Les soins

Objectifs

  • Respecter l’enfant dans son intégrité et son intimité pour assurer son bien-être et son confort.
  • Sensibiliser l’enfant à la connaissance de son propre corps, au corps de l’autre en considérant les soins comme faisant partie de l’éveil.
  • Instaurer une relation privilégiée, sécurisante et confiante au cours des soins quotidiens en respectant l’enfant dans sa globalité et en particulier dans son intimité et son individualité.
  • Favoriser l’autonomie de l’enfant pour qu’il soit acteur des soins.

Moyens

Les professionnels prennent en considération les informations transmises par les parents et les traitent avec discrétion. Ils respectent les habitudes culturelles et familiales et les adaptent, si nécessaire, à la vie de l’enfant au sein du groupe ou aux contraintes de la collectivité.
La présence des autres enfants peut éveiller la curiosité. L’adulte répond aux éventuelles interrogations sans gêne et en adaptant son vocabulaire à l’âge des enfants et en nommant les différentes parties du corps par des mots appropriés. Il est possible de lui rappeler que son corps lui appartient et de l’informer également de l’importance à respecter le corps de l’autre.

Déroulement

L’adulte s’assure du bien-être physique et affectif de l’enfant et prend en compte ses peurs ou inquiétudes éventuelles (changement de cadre, gêne etc.) en le rassurant et en étant attentif à tout signe de malaise. L’instauration de petits rituels peut apaiser l’inquiétude liée au changement. Lors des changes, l’adulte est attentif à l’enfant et veille à ne pas être interrompu dans la relation qui s’est instaurée. Il veille au confort physique et au bien-être de l’enfant en le rassurant par des gestes doux et en lui parlant pour garder le contact avec lui.
L’adulte s’adapte aux besoins de l’enfant qui peuvent varier pour y répondre au mieux. Il soutient ses initiatives afin qu’il puisse être acteur des actes de soins qui le concernent (prendre sa couche, se moucher, tirer la chasse etc.), même si cela prend plus de temps. Il précède et accompagne ses gestes par des explications qui permettent à l’enfant d’anticiper l’action (par exemple, « je vais te moucher ») et de les comprendre. Ce dernier peut choisir la personne qui l’aide et peut également apporter son aide aux autres enfants, s’ils le souhaitent.

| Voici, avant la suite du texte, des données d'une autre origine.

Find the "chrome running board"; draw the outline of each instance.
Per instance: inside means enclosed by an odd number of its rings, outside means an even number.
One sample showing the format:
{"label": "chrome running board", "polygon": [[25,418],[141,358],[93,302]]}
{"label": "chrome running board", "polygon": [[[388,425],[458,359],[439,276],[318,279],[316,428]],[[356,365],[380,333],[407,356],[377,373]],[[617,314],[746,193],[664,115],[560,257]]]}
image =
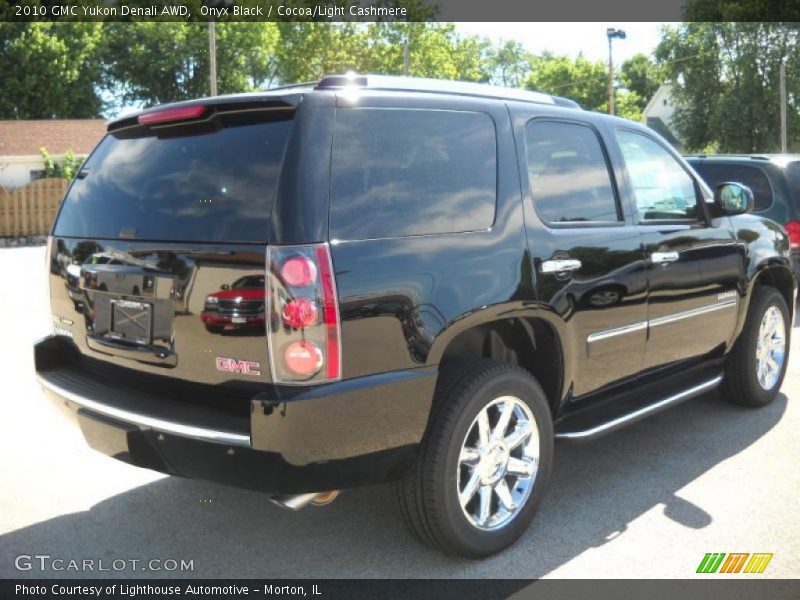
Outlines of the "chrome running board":
{"label": "chrome running board", "polygon": [[620,427],[624,427],[625,425],[629,425],[635,421],[644,419],[645,417],[649,417],[650,415],[664,410],[665,408],[679,404],[684,400],[699,396],[703,392],[713,390],[720,384],[721,381],[722,375],[718,375],[717,377],[691,387],[688,390],[673,394],[672,396],[668,396],[662,400],[659,400],[658,402],[648,404],[647,406],[643,406],[620,417],[611,419],[610,421],[606,421],[605,423],[601,423],[595,427],[591,427],[590,429],[584,429],[581,431],[564,431],[556,433],[555,437],[556,439],[566,440],[590,440],[605,433],[609,433],[615,429],[619,429]]}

Les professionnels effectuent le change en fonction de leur observation (repérage d’une selle ou d’une couche pleine, l’enfant semble gêné) et de la connaissance des enfants (habitudes) et lors de temps spécifiques (avant ou après le repas et après la sieste). L’enfant est prévenu des soins qui vont être effectués pour lui permettre de ne pas être interrompu brutalement dans son activité ou son jeu.

L’accompagnement à l’acquisition de la propreté

Le choix est laissé à l’enfant de garder ou non sa couche. L’équipe attend que l’enfant demande à l’enlever. Elle cherche à stimuler les enfants quand ils sont dans la période de transition sans les envoyer d’office aux toilettes. Elle attend que l’enfant manifeste son désir d’utiliser les toilettes de manière consciente quand il est prêt physiologiquement. L’équipe veille à ne pas faire pas de cette étape du développement un enjeu personnel afin qu’elle se passe sereinement et ne devienne pas un objet de pression. L’équipe dédramatise « les petits accidents » et accepte qu’un enfant puisse passer par des phases de régression.
L’équipe privilégie une étroite coordination avec les parents : veille à un maximum de cohérence entre l’attitude des professionnels et celle des parents au bénéfice de l’enfant. Pour assurer la cohérence avec la famille, il est possible d’ajuster les pratiques de la collectivité à celles de la famille, si celles-ci restent en cohérence avec le projet éducatif. La différence des contextes familiaux et collectifs nécessite que l’enfant prenne ses propres repères.